Solidarity activists have called on the federal Minister for Foreign Relations Marise Payne to withdraw Australia’s support for Venezuela’s National Assembly president, Juan Guaidó, as the country’s “interim president”, describing the government’s move on January 28 as “reckless” and “extremely dangerous”.
They will be organising a protest outside the US Consulate in Martin Place, Sydney, on Thursday, January 31, at 5.30pm.
Federico Fuentes, a national co-convenor of the solidarity group Australia-Venezuela Solidarity Network, said: “Minister Payne reveals a deep lack of knowledge of the situation in Venezuela and her decision to recognise a Venezuelan opposition MP as ‘interim president’ places Australia squarely on the side of those using violence to generate instability for their own political ends.
“This shows that the Australian government is less interested in democracy and more motivated by political calculations, in line with the United States. It shows it does not have a genuine interest in helping resolving the current crisis in Venezuela.”
“Minister Payne claims that Venezuela’s constitution allows Guaidó to appoint himself ‘interim president’. This is not the case, and in any other country, such a move would be described for what it is — an attempted coup.”

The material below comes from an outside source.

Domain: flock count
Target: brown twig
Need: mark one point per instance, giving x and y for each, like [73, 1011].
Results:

Guaidó cites Article 233 of the constitution as justification for his self-proclamation.
That article reads: “The President of the Republic shall become permanently unavailable to serveby reason of any of the following events: death; resignation; removal from office by decision of the Supreme Tribunal of Justice; permanent physical or mental disability certified by a medical board designated by the Supreme Tribunal of Justice with the approval of the National Assembly; abandonment of his position, duly declared by the National Assembly; and recall by popular vote.”
Mr Fuentes continued: “But President Maduro has neither died, resigned, been recalled, been removed by the Supreme Court or abandoned the position of president.”
“Minister Payne admits as much when she states that the Australian government urged President Maduro ‘to refrain from assuming the presidency on 10 January,’ despite Maduro being re-elected to the post in 2018.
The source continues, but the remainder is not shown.